Risse im G8-Fundament

Von Herbert Danziger
Im aktuellen Tagesspiegel schreibt Marion Rück-Raab, dass das achtjährige Gymnasium - G8 - sich inzwischen bundesweit in der Kritik befindet und immer mehr Länder eine Rückkehr zu G9 überlegen oder alternativ das G9 an größeren Schulen anbieten. Immer wieder wird die extrem hohe Arbeitsbelastung angebracht, die G8 mit sich bringt - 40-Stunden-Wochen für die Schüler, beispielsweise. Selbstverständlich wurden auch einige gute Aspekte im Rahmen der G8-Reformen eingeführt, die man nicht zu kurz kommen lassen sollte, etwa die Profilwahl zum Ende von Klasse 7 oder die Reduzierung der Test auf vier bzw. zwei pro Schuljahr und die Stärkung von anderen Leistungsbeurteilungen wie den GFS (die praktisch alles sein kann, aber vom Aufwand her einem Test entsprechen muss). Problematisch bleibt aber die gewaltige Stoffmenge, die G8 den Schülern aufbürdet. Denn der Stoff, der vorher in neun Schuljahren bewältigt werden musste steht nun größtenteils ungekürzt in acht Schuljahren an.
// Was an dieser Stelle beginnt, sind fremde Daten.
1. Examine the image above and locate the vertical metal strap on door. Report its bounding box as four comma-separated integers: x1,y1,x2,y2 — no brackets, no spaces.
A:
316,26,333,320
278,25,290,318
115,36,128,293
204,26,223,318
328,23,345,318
Dies führt zu einigen Effekten, an denen bereits seit mehreren Jahren herumgedoktort wird, ohne dass ein Durchbruch hätte erzielt werden können - was kaum verwundert, ist doch die Grundidee mit einigen entschiedenen Makeln behaftet. 
Am offensichtlichsten und einschneidensten ist das in der so genannten Orientierungsstufe zu sehen, also in den Klassen 5 und 6. Hier ist die Arbeitsbelastung verglichen mit dem G9 am krassesten gestiegen, sind die Anforderungen besonders hoch. Grundsätzlich ist die Idee des bildungspolitischen Konzepts, dass innerhalb dieser beiden Klassen fließende Wechsel zwischen den Schulformen möglich sein sollen, sofern sich herausstellt, dass ein Schüler für eine bestimmte Schulform nicht geeignet ist - zu schlecht fürs Gymnasium, zu gut für die Hauptschule, etc. In der Praxis aber sorgt eine weitere Großreform der vergangenen Jahre hier für entscheidende Probleme - die so genannte Schulentwicklung. In deren Rahmen soll jede Schule ihr eigenes, individuelles Profil mit Schwerpunkten entwickeln - keine starren Lehrpläne mehr, stattdessen im Kollegium abgesprochene, indidividuelle Schulcurricula. Das führt dazu, dass Wechsel oftmals kaum innerhalb des gleichen Schultyps möglich sind, ist es doch beispielsweise den Schulen völlig freigestellt, ob sie in Klasse 5 oder 6 die zweite Fremdsprache einführen oder ob sie drei oder fünf Stunden Englisch die Woche geben. Noch viel krasser wirkt sich das entsprechend zwischen den Schulformen aus - hat ein Gymnasium etwa die zweite Fremdsprache ab der fünften Klasse, kann ein Realschüler, der nach der fünften Klasse brillante Noten hat nur schwer wechseln, weil das komplette erste Jahr der Sprache fehlen würde. Solche Probleme entstehen permanent. 
Dazu kommt, dass die Stofffülle der Orientierungsstufe viele Schüler, besonders wenn sie keine große Unterstützung durch Eltern und/oder Nachhilfe haben, vor große Probleme stellt. Die Bildungspolitik versucht das zwar durch schulinterne Nachhilfestunden auszugleichen, aber das Budget ist viel zu niedrig, um einen ernsthaften Effekt haben zu können und ist zudem pädagogisch noch äußerst unausgegoren. G8 führt, bei allen möglicherweise guten Intentionen, vor allem zu einer brutalen Auslese. Viele meiner ehemaligen Kollegen denken auch entsprechend. Das Herausprüfen von Kindern, die "nicht hergehören" ist im G8 noch viel leichter geworden als im G9 und geradezu systemimmanent. Wer dem Druck nicht standhält, der muss gehen. Der Wegfall der verbindlichen Grundschulempfehlung, die dafür sorgt dass Kinder unabhängig von ihren Leistungen am Gymnasium angemeldet werden können, ist in Verbindung mit einer breiten Unsicherheit über die Anforderungen von G8, die sich außerdem laufend ändern, potenziell toxisch. Das Gymnasium wurde durch G8 zu einer Auslesefabrik, die der Fortschreibung sozialer Verhältnisse dient. Die Reform gehört zurückgedreht.
Herbert Danziger war jahrelang Gymnasiallehrer in Baden-Württemberg und ist seit kurzem im Ruhestand.